All Roads Lead to Rome: Incentivizing Divergent Thinking in Vision-Language Models

CVPR 2026

Xinyu Tian^†, Shu Zou^†‡, Zhaoyuan Yang^*, Mengqi He^†, Peter Tu^*, Jing Zhang^†

^†Australian National University ^‡Shanghai AI Lab ^*GE Research

Abstract

Recent studies have demonstrated that Reinforcement Learning (RL), notably Group Relative Policy Optimization (GRPO), can intrinsically elicit and enhance the reasoning capabilities of Vision-Language Models (VLMs). However, despite the promise, the underlying mechanisms that drive the effectiveness of RL models as well as their limitations remain underexplored. In this paper, we highlight a fundamental behavioral distinction between RL and base models, where the former engages in deeper yet narrow reasoning, while base models, despite less refined along individual path, exhibit broader and more diverse thinking patterns. Through further analysis of training dynamics, we show that GRPO is prone to diversity collapse, causing models to prematurely converge to a limited subset of reasoning strategies while discarding the majority of potential alternatives, leading to local optima and poor scalability. To address this, we propose Multi-Group Policy Optimization (MUPO), a simple yet effective approach designed to incentivize divergent thinking across multiple solutions, and demonstrate its effectiveness on established benchmarks.

Do RL Models Truly Outperform Their Base Counterparts?

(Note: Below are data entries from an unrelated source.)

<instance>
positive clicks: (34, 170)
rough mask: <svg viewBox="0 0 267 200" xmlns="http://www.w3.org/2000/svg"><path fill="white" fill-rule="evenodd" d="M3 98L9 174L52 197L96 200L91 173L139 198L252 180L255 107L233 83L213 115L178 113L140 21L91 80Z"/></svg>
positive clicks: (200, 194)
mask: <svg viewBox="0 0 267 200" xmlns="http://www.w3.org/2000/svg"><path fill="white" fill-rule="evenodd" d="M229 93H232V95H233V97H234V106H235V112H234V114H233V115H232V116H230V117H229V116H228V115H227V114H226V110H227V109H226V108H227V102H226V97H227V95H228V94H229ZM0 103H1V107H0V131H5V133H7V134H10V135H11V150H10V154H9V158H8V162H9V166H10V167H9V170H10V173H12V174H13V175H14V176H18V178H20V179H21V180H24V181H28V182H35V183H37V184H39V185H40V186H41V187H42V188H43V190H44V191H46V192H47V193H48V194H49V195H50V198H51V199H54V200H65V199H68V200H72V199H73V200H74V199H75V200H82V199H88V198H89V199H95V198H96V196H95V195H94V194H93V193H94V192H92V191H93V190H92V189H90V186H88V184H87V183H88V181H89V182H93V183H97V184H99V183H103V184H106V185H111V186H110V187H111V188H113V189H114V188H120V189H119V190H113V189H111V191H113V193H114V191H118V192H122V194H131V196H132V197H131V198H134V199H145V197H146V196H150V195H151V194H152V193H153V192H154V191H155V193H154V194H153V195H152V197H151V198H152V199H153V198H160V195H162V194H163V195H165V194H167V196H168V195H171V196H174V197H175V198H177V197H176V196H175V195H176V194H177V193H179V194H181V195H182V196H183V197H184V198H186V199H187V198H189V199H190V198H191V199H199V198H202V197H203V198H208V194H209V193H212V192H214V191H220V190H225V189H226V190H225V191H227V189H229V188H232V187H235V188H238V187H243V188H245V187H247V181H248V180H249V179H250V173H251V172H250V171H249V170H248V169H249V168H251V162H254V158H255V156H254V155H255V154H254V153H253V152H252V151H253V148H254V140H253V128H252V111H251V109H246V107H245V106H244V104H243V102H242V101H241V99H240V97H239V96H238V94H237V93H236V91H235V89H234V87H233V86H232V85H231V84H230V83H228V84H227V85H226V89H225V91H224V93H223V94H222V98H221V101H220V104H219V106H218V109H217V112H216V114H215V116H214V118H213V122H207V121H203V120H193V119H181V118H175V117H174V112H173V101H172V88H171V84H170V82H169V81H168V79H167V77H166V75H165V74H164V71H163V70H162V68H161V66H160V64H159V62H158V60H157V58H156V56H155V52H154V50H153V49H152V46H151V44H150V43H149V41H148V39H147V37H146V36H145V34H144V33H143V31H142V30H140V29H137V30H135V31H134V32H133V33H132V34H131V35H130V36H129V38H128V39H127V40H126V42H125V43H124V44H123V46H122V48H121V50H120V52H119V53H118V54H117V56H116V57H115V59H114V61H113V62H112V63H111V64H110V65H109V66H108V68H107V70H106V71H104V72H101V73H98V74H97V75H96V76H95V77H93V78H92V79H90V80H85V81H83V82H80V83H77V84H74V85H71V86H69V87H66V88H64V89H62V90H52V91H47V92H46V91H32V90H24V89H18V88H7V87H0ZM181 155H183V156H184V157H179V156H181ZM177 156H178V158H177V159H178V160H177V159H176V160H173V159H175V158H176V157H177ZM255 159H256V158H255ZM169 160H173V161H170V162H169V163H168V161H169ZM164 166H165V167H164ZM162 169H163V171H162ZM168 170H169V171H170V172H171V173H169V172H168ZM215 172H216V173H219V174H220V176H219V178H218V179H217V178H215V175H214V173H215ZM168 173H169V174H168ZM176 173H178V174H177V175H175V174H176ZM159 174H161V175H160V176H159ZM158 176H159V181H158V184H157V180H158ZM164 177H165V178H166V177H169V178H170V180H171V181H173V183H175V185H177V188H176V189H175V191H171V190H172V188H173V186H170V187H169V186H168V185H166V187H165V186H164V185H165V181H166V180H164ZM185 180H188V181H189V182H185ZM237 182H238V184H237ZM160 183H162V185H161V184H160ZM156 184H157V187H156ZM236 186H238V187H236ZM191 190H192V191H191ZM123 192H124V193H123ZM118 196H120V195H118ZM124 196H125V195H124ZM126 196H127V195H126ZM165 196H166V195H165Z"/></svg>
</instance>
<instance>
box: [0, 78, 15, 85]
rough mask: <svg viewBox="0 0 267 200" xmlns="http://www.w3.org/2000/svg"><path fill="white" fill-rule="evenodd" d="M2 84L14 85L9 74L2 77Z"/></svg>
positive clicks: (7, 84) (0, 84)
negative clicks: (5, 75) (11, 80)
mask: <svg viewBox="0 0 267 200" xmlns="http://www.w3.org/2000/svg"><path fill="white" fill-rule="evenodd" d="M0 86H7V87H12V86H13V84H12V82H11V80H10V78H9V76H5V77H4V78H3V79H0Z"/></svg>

A common belief is that RL-trained models are strictly superior to their base counterparts. But is this always true? To investigate this, we go beyond the standard single-attempt evaluation and introduce acc@k: a model is considered successful if at least one of k sampled responses leads to the correct answer. This relaxed metric reveals a surprising contrast:

RL models dive depth, base models seek breadth: When limited to a single attempt (k=1), RL models markedly outperform their base counterparts, reflecting sophisticated reasoning along individual trajectories. However, as k increases, base models succeed in solving substantially more problems, while the gains of RL models remain marginal.
Base models leverage diverse strategies where RL fails: In cases where RL models cannot find the answer despite multiple attempts, base models often succeed by approaching the problem from alternative angles such as using estimation or elimination instead of brute-force enumeration. These strategies are systematically absent from RL model outputs.
Diversity correlates strongly with success: Across all benchmarks, there is a strong positive correlation between reasoning diversity and acc@4. Tackling problems through varied strategies, rather than repeating a single mode, dramatically increases the odds of reaching the correct answer.

Root Cause: Diversity Collapse in GRPO Training

To understand why RL models lose their diversity, we track reasoning diversity throughout the GRPO training process. The results are striking: diversity collapses sharply within the first 20 training steps, before the model has even seen most of the training data. This premature convergence has two critical consequences:

Exploitation over exploration: The model latches onto a dominant reasoning strategy early and spends the vast majority of training refining it, never recovering the discarded alternatives. This renders the optimization susceptible to local optima.
Limited test-time scalability: Because the model's output distribution is concentrated in a narrow region of reasoning space, sampling more responses provides diminishing returns, and parallel scaling simply draws from the same collapsed mode.

Our Solution: Multi-Group Policy Optimization (MUPO)

We propose Multi-Group Policy Optimization (MUPO), a drop-in replacement for GRPO designed to preserve divergent thinking throughout RL training.

Embedding-based Group Partitioning: At each training step, the N sampled responses are embedded and partitioned into K groups, where each group captures a semantically distinct reasoning strategy.
Localized Advantage Estimation: Advantages are normalized within each group rather than globally. This prevents a high-reward dominant strategy from suppressing the relative advantage of correct responses in less common groups.
Diversity Reward with Cosine Annealing: A diversity reward encourages inter-group separation by rewarding responses whose reasoning embeddings are distant from those in other groups.

Experimental Results

MUPO establishes a new state of the art: MUPO-Thinker-7B achieves an average acc@1 improvement of +2.5% (49.1% → 51.6%) on mathematical benchmarks and +2.3% (63.3% → 65.6%) on general-purpose benchmarks over previous best results. MUPO-Thinker-3B similarly surpasses all baselines at its scale.
MUPO exhibits dramatically stronger test-time scaling: Under parallel sampling (acc@4), MUPO-Thinker-7B outperforms existing strong RL baselines by +6.0% on mathematical and +6.2% on general-purpose benchmarks. This gap widens further as k increases, confirming that divergent training directly unlocks parallel scaling capabilities that GRPO forfeits.
MUPO-Thinker-3B punches above its weight: Under multi-sample evaluation, the 3B model achieves performance comparable to several strong 7B baselines — demonstrating that reasoning diversity is a highly parameter-efficient axis for improvement.